In 2020 Sep. I implemented a simple search system from scrach. The repo is at Here. The result is something like this:

Of course, there is a story behind..

In 2020 Aug, I got interview opportunity of Apple Machine learning Engineer. Interestingly, the first interview is conducted with how to design a search system. As an algorithm developer or data scientist, I spend most of my time on applying/customizing algorithms and learning the domain knowledges. Developing simple systems is still ok to me. But a search system? Never done it before. Absolutely unexpected and of course, it went south.

The failure motivates me to implement a simple search system from scratch. The following are the summary of what I learned and implemented.

1. Project Introduction

A simple search system that mostly written in python. Usually, a search/recommend system is composed by several key components (1) Web Crawler (2) Indexing (3) Recall model/mechanism (4) Rank model (5) Query Web-Interface.

1.1 Web Crawler

  • Using selenium and beautifulsoup4 to fetch the data from https://stackoverflow.com that mostly related to database. In addition, currently only crawling the title as document for storage concerns. This reop use sqlite3 as forward-database for simplicity.

1.2 Indexing

  • Using nltk and gensim to do the text normalization, stemming, lemmatization and doc2vec.

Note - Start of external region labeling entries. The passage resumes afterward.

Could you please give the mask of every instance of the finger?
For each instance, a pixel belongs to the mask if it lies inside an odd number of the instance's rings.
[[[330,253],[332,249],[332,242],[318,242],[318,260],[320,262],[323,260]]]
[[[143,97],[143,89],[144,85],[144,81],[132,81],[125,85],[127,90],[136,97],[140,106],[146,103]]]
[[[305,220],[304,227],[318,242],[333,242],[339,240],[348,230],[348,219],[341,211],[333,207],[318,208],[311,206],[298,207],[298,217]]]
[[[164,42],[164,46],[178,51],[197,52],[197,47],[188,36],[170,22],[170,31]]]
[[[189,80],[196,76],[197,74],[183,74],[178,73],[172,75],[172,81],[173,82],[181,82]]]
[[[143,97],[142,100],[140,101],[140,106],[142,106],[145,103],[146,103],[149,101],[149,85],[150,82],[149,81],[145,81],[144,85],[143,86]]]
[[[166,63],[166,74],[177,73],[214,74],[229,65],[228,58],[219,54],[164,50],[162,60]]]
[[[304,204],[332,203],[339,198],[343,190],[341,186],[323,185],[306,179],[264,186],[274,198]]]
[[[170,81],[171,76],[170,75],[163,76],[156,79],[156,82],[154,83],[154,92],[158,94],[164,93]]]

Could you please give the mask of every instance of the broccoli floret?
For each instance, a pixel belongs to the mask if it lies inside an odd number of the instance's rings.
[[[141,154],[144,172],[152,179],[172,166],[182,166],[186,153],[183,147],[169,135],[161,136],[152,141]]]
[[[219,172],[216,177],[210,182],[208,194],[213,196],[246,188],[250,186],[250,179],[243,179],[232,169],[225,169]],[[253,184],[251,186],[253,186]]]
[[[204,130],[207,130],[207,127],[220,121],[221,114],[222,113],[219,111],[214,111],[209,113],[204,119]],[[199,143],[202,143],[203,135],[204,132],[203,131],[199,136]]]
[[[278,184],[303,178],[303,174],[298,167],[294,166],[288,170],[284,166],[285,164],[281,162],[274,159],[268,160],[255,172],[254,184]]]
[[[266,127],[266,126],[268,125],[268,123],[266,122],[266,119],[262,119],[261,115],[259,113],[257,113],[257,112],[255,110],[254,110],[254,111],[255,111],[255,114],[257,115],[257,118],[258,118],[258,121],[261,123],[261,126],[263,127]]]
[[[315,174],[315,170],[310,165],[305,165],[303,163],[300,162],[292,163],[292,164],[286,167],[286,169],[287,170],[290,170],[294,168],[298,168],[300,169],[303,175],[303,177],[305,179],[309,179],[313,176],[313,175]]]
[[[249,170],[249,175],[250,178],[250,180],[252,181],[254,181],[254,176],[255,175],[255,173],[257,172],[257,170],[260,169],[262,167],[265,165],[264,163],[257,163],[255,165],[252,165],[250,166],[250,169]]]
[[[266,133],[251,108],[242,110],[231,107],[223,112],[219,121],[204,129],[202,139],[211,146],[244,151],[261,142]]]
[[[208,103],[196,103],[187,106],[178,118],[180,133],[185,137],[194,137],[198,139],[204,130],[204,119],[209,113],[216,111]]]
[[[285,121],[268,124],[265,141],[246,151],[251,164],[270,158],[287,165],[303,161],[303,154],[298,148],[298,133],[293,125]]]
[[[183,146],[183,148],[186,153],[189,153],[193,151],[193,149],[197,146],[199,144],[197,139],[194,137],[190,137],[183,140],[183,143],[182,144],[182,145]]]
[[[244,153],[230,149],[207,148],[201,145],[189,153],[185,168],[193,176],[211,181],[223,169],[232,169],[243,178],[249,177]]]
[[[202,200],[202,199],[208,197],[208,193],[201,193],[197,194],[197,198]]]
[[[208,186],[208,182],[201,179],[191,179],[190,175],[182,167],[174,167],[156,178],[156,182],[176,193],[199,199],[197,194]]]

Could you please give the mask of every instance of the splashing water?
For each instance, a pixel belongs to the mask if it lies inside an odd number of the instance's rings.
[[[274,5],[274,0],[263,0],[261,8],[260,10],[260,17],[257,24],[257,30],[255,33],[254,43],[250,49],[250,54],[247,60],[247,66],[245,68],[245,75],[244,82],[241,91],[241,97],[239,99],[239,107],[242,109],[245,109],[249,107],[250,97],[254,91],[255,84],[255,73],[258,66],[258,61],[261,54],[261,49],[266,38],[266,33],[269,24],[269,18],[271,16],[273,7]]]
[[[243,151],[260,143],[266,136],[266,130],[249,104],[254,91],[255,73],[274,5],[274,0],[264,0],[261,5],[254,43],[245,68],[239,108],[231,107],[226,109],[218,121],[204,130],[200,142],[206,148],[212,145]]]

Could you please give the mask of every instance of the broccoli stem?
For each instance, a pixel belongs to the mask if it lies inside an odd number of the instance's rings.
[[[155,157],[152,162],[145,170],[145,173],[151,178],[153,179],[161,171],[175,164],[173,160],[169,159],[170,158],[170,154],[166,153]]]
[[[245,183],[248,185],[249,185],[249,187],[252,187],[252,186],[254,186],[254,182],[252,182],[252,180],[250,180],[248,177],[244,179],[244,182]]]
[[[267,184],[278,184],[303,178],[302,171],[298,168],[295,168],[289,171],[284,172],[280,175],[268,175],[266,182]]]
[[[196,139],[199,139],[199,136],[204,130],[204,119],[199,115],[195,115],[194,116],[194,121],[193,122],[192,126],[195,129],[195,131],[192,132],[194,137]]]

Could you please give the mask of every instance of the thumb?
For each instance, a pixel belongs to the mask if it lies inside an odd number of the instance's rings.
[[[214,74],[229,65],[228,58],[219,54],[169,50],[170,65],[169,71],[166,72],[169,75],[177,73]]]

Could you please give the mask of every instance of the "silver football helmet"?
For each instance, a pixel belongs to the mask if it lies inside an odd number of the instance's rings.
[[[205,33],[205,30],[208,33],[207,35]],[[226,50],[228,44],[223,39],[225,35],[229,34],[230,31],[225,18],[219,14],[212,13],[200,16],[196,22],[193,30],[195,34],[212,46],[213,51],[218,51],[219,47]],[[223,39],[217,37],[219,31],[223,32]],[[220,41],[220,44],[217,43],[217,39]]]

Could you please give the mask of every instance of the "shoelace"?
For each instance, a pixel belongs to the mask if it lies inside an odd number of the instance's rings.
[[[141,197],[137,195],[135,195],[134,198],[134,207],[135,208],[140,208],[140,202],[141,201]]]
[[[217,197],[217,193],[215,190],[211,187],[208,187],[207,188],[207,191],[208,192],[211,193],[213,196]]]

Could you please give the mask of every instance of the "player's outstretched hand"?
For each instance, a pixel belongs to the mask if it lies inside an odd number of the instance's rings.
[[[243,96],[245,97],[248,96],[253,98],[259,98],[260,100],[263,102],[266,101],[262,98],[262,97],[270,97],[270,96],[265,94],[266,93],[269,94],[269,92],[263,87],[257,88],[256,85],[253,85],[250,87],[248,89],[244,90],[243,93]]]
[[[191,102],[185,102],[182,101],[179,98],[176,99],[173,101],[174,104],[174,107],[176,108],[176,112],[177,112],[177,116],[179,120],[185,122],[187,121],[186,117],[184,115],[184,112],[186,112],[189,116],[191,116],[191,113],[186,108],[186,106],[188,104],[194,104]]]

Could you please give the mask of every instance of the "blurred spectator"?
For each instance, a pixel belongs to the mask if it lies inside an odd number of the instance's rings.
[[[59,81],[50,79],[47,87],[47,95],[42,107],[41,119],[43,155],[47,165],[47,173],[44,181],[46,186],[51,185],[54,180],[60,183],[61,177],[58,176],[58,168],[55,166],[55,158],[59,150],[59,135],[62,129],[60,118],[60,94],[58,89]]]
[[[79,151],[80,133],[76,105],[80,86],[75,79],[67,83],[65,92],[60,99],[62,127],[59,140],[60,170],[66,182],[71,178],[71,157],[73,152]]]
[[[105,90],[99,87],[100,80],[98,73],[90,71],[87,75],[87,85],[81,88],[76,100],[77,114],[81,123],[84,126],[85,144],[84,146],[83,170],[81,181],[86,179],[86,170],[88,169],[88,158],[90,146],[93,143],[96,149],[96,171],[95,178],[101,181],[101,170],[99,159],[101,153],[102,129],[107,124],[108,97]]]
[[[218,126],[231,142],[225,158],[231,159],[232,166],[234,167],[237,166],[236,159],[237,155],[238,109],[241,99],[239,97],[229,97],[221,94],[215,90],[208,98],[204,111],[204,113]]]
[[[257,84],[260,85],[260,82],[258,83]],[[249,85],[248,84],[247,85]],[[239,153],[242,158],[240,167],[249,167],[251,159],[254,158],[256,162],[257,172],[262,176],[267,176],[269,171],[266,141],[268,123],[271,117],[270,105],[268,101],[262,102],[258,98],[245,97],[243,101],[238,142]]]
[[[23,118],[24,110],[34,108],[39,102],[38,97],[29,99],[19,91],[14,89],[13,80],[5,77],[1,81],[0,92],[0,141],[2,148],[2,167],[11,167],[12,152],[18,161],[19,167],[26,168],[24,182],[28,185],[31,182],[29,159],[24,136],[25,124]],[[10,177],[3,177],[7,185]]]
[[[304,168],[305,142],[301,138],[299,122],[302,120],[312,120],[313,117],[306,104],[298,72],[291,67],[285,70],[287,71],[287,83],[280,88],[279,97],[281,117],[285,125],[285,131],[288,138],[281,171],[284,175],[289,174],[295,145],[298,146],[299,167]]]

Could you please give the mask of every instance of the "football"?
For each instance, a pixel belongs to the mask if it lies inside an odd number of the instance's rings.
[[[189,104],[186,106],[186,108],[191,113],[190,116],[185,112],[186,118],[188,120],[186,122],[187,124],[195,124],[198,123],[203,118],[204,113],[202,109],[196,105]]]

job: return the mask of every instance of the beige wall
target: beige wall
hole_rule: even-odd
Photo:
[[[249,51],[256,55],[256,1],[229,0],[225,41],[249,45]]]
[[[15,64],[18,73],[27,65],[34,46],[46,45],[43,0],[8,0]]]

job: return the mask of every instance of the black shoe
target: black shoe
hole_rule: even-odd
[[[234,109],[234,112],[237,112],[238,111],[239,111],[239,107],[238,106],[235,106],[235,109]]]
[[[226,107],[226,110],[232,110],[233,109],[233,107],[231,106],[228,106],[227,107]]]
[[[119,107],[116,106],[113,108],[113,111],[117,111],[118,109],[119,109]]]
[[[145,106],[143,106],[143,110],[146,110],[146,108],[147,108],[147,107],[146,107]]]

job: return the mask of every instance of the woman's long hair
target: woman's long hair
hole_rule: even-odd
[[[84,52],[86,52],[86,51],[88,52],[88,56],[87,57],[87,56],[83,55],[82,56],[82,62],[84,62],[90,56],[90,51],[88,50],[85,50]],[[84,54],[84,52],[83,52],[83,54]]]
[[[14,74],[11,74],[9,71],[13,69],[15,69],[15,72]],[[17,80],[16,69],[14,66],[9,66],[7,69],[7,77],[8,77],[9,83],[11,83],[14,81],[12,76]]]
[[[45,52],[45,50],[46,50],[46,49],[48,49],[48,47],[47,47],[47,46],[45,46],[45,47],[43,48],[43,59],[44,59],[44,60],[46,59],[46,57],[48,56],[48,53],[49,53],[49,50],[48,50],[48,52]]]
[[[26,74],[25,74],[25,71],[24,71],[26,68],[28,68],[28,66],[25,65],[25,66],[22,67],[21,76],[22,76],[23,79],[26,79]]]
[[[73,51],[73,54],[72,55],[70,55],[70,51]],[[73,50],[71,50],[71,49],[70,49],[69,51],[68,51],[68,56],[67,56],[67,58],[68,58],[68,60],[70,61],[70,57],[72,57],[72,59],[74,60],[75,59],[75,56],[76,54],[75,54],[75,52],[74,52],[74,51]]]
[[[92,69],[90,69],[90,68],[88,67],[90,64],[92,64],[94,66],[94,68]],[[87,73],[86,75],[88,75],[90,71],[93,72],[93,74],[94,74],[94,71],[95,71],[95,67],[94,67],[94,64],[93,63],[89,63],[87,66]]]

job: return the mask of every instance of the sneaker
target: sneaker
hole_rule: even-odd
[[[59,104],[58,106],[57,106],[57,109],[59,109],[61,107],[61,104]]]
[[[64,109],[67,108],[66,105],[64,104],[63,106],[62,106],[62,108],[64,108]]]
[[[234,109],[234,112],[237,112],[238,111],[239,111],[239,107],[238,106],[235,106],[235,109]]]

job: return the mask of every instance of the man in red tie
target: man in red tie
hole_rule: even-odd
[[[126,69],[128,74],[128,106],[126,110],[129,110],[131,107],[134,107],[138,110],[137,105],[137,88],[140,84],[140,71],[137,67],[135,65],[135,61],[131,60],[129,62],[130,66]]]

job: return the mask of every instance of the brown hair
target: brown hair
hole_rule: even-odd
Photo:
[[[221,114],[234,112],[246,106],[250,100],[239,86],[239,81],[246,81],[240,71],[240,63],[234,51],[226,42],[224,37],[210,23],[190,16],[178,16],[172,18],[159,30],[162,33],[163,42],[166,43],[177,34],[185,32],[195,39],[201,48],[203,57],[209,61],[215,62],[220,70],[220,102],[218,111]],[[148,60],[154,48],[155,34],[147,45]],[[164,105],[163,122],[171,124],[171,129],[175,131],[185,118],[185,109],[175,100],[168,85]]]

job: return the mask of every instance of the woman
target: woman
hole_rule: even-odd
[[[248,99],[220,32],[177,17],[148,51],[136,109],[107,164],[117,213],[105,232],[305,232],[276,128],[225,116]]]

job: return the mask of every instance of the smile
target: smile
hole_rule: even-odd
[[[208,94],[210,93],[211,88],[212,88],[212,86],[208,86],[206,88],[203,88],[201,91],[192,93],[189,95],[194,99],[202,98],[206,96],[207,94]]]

  • Using a customized object as inverted (index) database. For real applications, we can chose leveldb, dynamodb or rockdb. The customized object is basically a k-value object with the optimization that applies tire-tree on inverted index.

    index (key word) Value
    sql [ (doc_id, term_frequency), …]
    database [ (doc_id, term_frequency), …]
  • There are many advanced efficient index way, and for vector-database the indexing method often consisted of clustering and quantization methods.

1.3 Recall Model / Mechanism

  • Here using traditional bool-query. It could be further enhance with term-frequency or even a model to recall the candidates.

1.4 Ranking Model / Mechanism

  • Here using Doc2Vec from gensim. The pretrained weight is from https://github.com/jhlau/doc2vec.

  • The idea is to recommend the item base on vector similarity after recall-model.

1.5 Query Interface

  • Using Flask and Jinja template with bootstrap UI framework.

2. Usage Flow

  • install the requirement packages
  • install chrome driver for selenium in data/web_driver
    • It should align with the config.py
  • python run_web_crawler.py
    • It would create a forward database and storing blob in local machine.
  • python run_model_indexer.py
    • It would run text normalization and then build the inverted-index object.
  • python run_query_interface.py
    • It would run a flask server on localhost:5000.
  • Config File
    • forward_database = r‘data/sqldb/example.db’
    • inverted_database = r‘data/sqldb/inverted_key_word_db.pkl’
    • Doc2Vector300D_model_weight = r“data/model/doc2vec.bin”

3. Result Comparison

Current result just using traditional bool query, and not counting lots features like voting, user persona, content of question, and content of reply answers.

This Repo Original Website

4. Further Improvement

  • There are lots of things we could improve on and play with:
    • Model-based recall mechanism: Personally, I also build the vectors database of title-text, however not index it yet for fast-read. There are some ways to index the dense-vector database via some clustering or quantization methods. I would like to try some of them after more understanding of them. Also, I am not sure how much improvement would it bring to the overall performance.
    • Stronger Ranking model: There are many rooms to improve the ranking model, like taking extra-features into the model or using a better model.
    • Distributed Storage: we definitely can shading the database, both on forward-database and inverted database.
    • Crawling for more content: Due to storage limitations, I treat the title of the document as entire document. However, we could also crawling and parsing content as well.
    • Advanced Indexing method: if the data is large, we may need to do some compression on index. In addition, for dense vector-based search/recommend system, we may need to using clustering/product quantization plus multi-index method to index the database. There are several famous method like Non-Orthogonal Inverted Multi-Index or IVFADC.